Ken, that is the same type I use. But I do use the clamp, its held up pretty good so far. 

I found two on the Hobby Lobby site, both say 3-diopter magnifier.

http://shop.hobbylobby.com/products/15-watt-daylight-magnifier-convertible-lamp-319640/


http://shop.hobbylobby.com/products/mississippi-art-glass-picture-frame-919126


David


----------



## D&J Railroad (Oct 4, 2013)

MtRR75 said:


> What magnification is yours and how close do you have to hold the object to get it in focus?
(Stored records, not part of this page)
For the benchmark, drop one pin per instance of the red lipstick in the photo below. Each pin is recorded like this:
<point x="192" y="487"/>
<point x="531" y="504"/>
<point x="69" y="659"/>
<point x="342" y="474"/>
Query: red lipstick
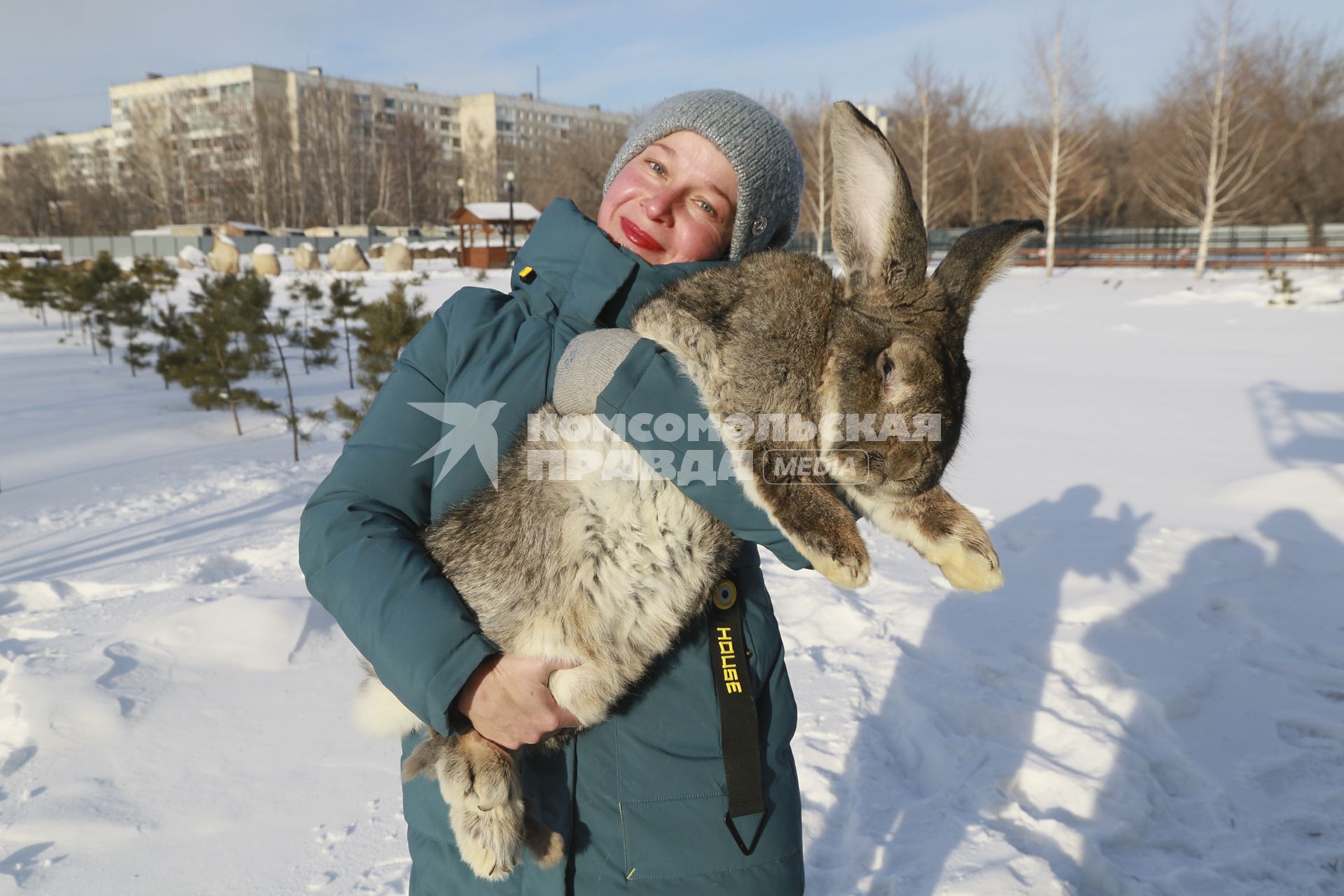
<point x="638" y="237"/>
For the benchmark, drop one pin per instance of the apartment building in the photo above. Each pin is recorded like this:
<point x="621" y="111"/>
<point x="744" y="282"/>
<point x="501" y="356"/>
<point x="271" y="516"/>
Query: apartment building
<point x="214" y="118"/>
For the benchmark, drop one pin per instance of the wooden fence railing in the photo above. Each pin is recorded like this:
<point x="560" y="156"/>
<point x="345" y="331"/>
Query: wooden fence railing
<point x="1284" y="257"/>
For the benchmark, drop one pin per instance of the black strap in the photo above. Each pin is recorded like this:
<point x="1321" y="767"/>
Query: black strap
<point x="739" y="732"/>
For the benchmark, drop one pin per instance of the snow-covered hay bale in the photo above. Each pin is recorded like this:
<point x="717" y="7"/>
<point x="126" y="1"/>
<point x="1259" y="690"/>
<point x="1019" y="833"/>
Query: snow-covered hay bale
<point x="223" y="255"/>
<point x="190" y="258"/>
<point x="305" y="258"/>
<point x="265" y="261"/>
<point x="397" y="255"/>
<point x="347" y="255"/>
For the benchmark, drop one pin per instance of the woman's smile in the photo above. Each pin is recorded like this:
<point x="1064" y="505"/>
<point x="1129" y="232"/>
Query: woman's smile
<point x="675" y="202"/>
<point x="638" y="237"/>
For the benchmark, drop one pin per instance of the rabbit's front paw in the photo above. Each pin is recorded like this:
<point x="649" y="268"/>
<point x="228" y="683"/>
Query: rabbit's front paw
<point x="489" y="841"/>
<point x="968" y="568"/>
<point x="844" y="561"/>
<point x="476" y="774"/>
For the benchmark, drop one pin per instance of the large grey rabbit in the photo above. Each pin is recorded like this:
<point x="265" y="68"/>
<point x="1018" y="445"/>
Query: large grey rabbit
<point x="774" y="335"/>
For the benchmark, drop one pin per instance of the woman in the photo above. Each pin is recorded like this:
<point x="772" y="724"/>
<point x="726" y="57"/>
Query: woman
<point x="707" y="178"/>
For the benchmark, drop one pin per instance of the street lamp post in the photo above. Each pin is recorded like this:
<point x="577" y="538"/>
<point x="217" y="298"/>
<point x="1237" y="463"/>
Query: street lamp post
<point x="508" y="182"/>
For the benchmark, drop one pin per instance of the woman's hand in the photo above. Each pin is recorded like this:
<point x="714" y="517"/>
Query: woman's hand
<point x="508" y="700"/>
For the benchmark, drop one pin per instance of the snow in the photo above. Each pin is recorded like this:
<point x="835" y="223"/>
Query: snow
<point x="1154" y="704"/>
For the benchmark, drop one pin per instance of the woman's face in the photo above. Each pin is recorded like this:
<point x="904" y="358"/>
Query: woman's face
<point x="673" y="202"/>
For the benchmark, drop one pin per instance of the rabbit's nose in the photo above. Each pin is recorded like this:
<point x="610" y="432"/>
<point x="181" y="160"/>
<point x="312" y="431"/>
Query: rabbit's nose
<point x="904" y="465"/>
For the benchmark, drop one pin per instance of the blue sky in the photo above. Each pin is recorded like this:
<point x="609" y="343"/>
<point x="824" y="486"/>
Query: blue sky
<point x="57" y="58"/>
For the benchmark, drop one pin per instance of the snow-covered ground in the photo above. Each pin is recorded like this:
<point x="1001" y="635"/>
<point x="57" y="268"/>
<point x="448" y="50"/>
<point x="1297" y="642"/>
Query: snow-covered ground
<point x="1152" y="704"/>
I don't know the magnification, but it works fine for me. Things are in focus pretty much just by looking through the glass. Yeah, there is a better look at some distance from the item I'm working on but not much.


----------



## MtRR75 (Nov 27, 2013)

Davidfd85 said:


> Ken, that is the same type I use. But I do use the clamp, its held up pretty good so far.
> 
> I found two on the Hobby Lobby site, both say 3-diopter magnifier.
> 
> ...


The first link has 6 reviews (none for the 2nd). Four say that the plastic parts broke. The fifth said that arm won't stay in place. Does not sound like a good buy. I like the style of it. Anybody know where I can get a sturdier version of this?


----------



## traction fan (Oct 5, 2014)

*Where to get an Optivisor*

I too have used an Optivisor for many years, and I love it. Mine came from a hobby shop,but I would check Walthers.com, and Micromark.com. Optivisor is a brand name, and they make a good product, but they ain't cheap! A similar device is available from harborfreighttools.com. It is not as well made, and not as optically powerful but a lot cheaper. It's fairly easy to adapt the harbor freight item to take an Optivisor lens plate, if you need more magnification. 
I own both tools and use the Optivisor almost exclusively. The other is used if I have to travel. If it gets broken,lost, or stolen; it's cheaper to replace.
I am a retired geezer with failing eyesight, but with my Optivisor I have, soldered .006 wire into N scale catenary, and assembled Z scale couplers! This thing really helps.

Traction fan


----------



## CTValleyRR (Jul 26, 2014)

Focal distance on magnifying lenses is typically between 12-18". They're meant for close work.


----------